Of the Baker City Herald

So you want to swap cell phones and your favorite TV shows for a few nights in a hand-hewn log cabin way back in the woods, but you're afraid the only thing you can split with an axe is your foot.

Or some more vital area of your anatomy.

The U.S. Forest Service offers a much simpler and safer solution:

Rent one of the agency's rustic cabins in Northeastern Oregon.

How rustic are they? Well, suffice it to say you could film an episode of "Grizzly Adams" at most of them.

And the only things you'll have to chop are the vegetables on your dinner menu.
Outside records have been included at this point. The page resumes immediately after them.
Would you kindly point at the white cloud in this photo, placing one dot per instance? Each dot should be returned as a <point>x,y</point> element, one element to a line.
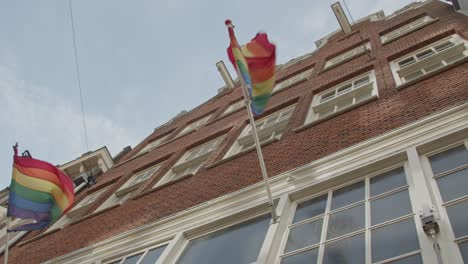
<point>48,125</point>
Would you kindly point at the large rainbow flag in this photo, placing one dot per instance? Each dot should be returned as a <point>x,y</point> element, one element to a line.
<point>38,191</point>
<point>255,63</point>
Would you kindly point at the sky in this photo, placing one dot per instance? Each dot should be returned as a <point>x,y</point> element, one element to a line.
<point>141,62</point>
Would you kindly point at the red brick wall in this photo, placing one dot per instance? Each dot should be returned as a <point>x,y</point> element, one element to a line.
<point>393,109</point>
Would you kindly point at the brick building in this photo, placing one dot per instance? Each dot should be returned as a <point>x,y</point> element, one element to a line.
<point>361,137</point>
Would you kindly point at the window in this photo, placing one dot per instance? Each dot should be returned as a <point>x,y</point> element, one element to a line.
<point>343,96</point>
<point>127,190</point>
<point>349,55</point>
<point>191,162</point>
<point>450,174</point>
<point>195,125</point>
<point>234,107</point>
<point>298,78</point>
<point>406,29</point>
<point>146,256</point>
<point>233,245</point>
<point>334,226</point>
<point>85,203</point>
<point>152,145</point>
<point>269,127</point>
<point>429,59</point>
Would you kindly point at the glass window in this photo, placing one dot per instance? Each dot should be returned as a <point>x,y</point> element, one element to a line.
<point>449,159</point>
<point>346,221</point>
<point>348,195</point>
<point>349,250</point>
<point>394,240</point>
<point>344,212</point>
<point>309,257</point>
<point>311,208</point>
<point>387,181</point>
<point>435,56</point>
<point>239,244</point>
<point>343,96</point>
<point>384,209</point>
<point>304,235</point>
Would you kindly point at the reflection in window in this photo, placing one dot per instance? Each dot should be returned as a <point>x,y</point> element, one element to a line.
<point>335,222</point>
<point>239,244</point>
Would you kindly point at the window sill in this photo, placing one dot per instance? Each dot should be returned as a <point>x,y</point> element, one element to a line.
<point>315,122</point>
<point>448,67</point>
<point>81,219</point>
<point>224,116</point>
<point>409,32</point>
<point>331,67</point>
<point>214,164</point>
<point>39,237</point>
<point>161,186</point>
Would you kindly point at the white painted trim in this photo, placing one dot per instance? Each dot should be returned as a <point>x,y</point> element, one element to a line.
<point>247,201</point>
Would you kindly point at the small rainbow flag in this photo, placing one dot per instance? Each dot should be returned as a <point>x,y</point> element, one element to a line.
<point>38,191</point>
<point>255,62</point>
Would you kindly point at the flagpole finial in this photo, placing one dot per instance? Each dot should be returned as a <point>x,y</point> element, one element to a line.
<point>15,148</point>
<point>228,23</point>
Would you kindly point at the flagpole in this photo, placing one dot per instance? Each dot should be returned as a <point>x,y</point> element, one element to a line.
<point>5,256</point>
<point>248,101</point>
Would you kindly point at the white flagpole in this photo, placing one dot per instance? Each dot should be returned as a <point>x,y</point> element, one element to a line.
<point>5,256</point>
<point>259,149</point>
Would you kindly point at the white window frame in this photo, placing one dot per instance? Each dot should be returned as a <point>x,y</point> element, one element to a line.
<point>234,107</point>
<point>406,29</point>
<point>344,92</point>
<point>266,131</point>
<point>84,204</point>
<point>446,229</point>
<point>347,56</point>
<point>291,81</point>
<point>416,63</point>
<point>145,251</point>
<point>190,163</point>
<point>368,227</point>
<point>127,190</point>
<point>195,125</point>
<point>153,144</point>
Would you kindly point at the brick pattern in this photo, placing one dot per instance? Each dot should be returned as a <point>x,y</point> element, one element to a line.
<point>393,109</point>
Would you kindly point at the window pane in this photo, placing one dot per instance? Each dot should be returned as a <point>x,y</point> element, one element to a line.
<point>346,221</point>
<point>406,62</point>
<point>387,181</point>
<point>133,259</point>
<point>415,259</point>
<point>384,209</point>
<point>361,81</point>
<point>444,45</point>
<point>449,159</point>
<point>413,75</point>
<point>348,195</point>
<point>464,251</point>
<point>454,185</point>
<point>153,255</point>
<point>306,257</point>
<point>433,66</point>
<point>458,213</point>
<point>344,89</point>
<point>239,244</point>
<point>394,240</point>
<point>311,208</point>
<point>425,54</point>
<point>350,251</point>
<point>304,235</point>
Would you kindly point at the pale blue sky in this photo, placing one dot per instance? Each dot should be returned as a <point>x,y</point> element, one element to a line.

The Wallowa-Whitman National Forest started renting cabins in the early 1990s.

The forest has opened as many as nine structures; this year five are available, although some won't open until summer, said Dan Ermovick, the Wallowa-Whitman's recreation, wilderness and trails coordinator.

(Three other cabins, at the Fremont Powerhouse complex on the Umatilla National Forest near Granite, actually are closer to Baker City than two of the Wallowa-Whitman's rentals.)

"It's been very successful very popular," Ermovick said of the rental program.

During federal fiscal year 2004 (Oct. 1, 2003, to Sept. 30, 2004) visitors reserved the Wallowa-Whitman's cabins for a total of more than 300 nights. The forest collected $29,346 in rental fees that year.

The previous fiscal year the rental cabins earned $25,540.

The forest keeps 95 percent of the money, spending 80 percent to maintain and improve the cabins, and 15 percent to collect fees and process paperwork, Ermovick said.

Over the past three years, for instance, the Wallowa-Whitman has, among other tasks, painted the kitchen at Antlers Guard Station near Whitney, installed a water treatment system at Two Color Guard Station near Eagle Creek, and replaced porch logs at the guard station on the north shore of Anthony Lake.

The forest also tests drinking water at rental cabins each year (those cabins that have drinking water, which is not all of them), and inspects propane-powered heaters, cookstoves and refrigerators to ensure they're safe.

Although the accommodations range from primitive (outhouses) to coddling (heated showers), renters seem to prefer the more remote, what you might call rough, cabins, Ermovick said.

A few years ago, for example, the Wallowa-Whitman opened Hudspeth Guard Station, in Sumpter Valley just west of Phillips Reservoir.

But renters shunned the place, which isn't a log cabin but rather a 1950s ranch-style house that looks as if it belongs on a suburban street.

Wallowa-Whitman officials dropped Hudspeth from the rental list after a couple years. The same fate befell three other guard stations, Ermovick said: Lily White near Eagle Creek, Boundary near Granite, and Moss Springs near Cove.

Meanwhile, Peavy Cabin, which lacks many of the Hudspeth house's amenities, including electricity and running water, but positively exudes rusticity, remains a popular destination.

In 2005, renters reserved Peavy Cabin on 67 nights slightly more than half the 123 nights it was available (Peavy is open from July through October).

"People seem to want more of a cabin setting, and a place to really get away from things," Ermovick said. "They want to know, 'where can I go that I can't use a cell phone.' "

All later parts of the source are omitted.